(CNN) -- A Danish magazine plans to print topless photos of Britain's likely future queen, Catherine, Duchess of Cambridge, Se Og Hor editor Kim Henningsen said Wednesday, promising the edition Thursday.
The photographs will be the same ones that appeared in the French magazine Closer last week and in the Italian magazine Chi on Monday, he said.
"It's a set of unique photos from an A-class celebrity. We are a leading gossip magazine in Denmark, and it is my job to publish them," he said. "If the British royal family want to sue us, then it will happen then and we'll deal with it."
Closer was fined Tuesday for publishing the topless photographs, and ordered not to distribute the magazine in print or online.
A French court ordered the magazine to hand over the original photos to the royal family within 24 hours of the ruling and to pay them 2,000 euros (about $2,600).
The magazine must pay a further 10,000 euros a day if it is late in handing over the photos.
An employee at the magazine refused to say Wednesday whether it had complied with the order.
"We don't communicate with the press," said the woman, who refused to give her name but identified herself as an assistant to the editor.
A French prosecutor opened a preliminary criminal investigation into the incident, the Nanterre prosecutor's office said Tuesday.
Catherine and her husband, Prince William, the second in line to the throne, "welcome the injunction that's been granted. They always believed the law was broken and that they were entitled to their privacy," the palace said.
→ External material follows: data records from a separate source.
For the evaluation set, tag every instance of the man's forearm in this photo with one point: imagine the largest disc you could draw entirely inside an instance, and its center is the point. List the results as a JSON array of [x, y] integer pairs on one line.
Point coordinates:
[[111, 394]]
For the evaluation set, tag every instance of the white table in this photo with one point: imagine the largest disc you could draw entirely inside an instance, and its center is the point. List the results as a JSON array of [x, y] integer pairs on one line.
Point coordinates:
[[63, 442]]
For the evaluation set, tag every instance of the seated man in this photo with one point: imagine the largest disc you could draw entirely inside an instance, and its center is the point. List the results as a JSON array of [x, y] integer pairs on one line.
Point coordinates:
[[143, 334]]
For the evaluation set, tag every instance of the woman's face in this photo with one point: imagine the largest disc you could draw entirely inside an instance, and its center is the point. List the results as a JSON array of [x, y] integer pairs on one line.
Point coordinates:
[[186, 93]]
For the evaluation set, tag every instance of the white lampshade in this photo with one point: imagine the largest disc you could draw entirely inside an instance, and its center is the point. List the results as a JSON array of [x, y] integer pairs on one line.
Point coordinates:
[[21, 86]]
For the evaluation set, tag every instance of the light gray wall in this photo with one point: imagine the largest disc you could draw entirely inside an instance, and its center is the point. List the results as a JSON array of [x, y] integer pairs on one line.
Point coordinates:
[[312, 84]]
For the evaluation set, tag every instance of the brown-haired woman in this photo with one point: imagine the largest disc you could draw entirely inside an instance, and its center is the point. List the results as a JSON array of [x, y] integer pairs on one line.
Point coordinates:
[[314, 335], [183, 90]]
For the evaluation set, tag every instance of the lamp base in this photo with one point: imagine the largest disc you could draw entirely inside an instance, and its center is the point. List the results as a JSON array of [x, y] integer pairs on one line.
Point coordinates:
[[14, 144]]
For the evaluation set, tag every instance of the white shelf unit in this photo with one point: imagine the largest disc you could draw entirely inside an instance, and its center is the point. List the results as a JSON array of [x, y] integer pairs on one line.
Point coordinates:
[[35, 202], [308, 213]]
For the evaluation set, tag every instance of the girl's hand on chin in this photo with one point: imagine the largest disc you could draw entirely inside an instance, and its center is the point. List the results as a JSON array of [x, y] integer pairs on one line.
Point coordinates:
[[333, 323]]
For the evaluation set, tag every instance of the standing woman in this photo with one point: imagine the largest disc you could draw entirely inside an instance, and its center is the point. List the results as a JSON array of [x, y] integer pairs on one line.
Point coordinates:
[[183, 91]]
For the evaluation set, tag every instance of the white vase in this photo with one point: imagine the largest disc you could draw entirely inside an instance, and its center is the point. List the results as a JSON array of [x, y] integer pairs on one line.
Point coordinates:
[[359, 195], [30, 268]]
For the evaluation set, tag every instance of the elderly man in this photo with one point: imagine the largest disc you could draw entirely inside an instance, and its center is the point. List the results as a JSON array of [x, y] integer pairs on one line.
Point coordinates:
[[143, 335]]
French law provides for "draconian sanctions" to protect against invasions of privacy, British lawyer Charlotte Harris said, including orders to take magazines off shelves and the imposition of serious fines.
Separately, the board of a newspaper that published the topless photos is conducting an internal investigation. The board of the Irish Daily Star was considering shutting down the newspaper but decided to await the investigation results, which are expected in "a few weeks."
After the Irish Daily Star published the photos Saturday, one of the newspaper's editors was suspended, pending the investigation.
The royal family filed a criminal complaint seeking invasion of privacy charges against Closer and possibly the photographer, a palace spokeswoman said.
Chi and Closer are owned by the Mondadori publishing company, which is headed by Marina Berlusconi, daughter of former Italian Prime Minister Silvio Berlusconi.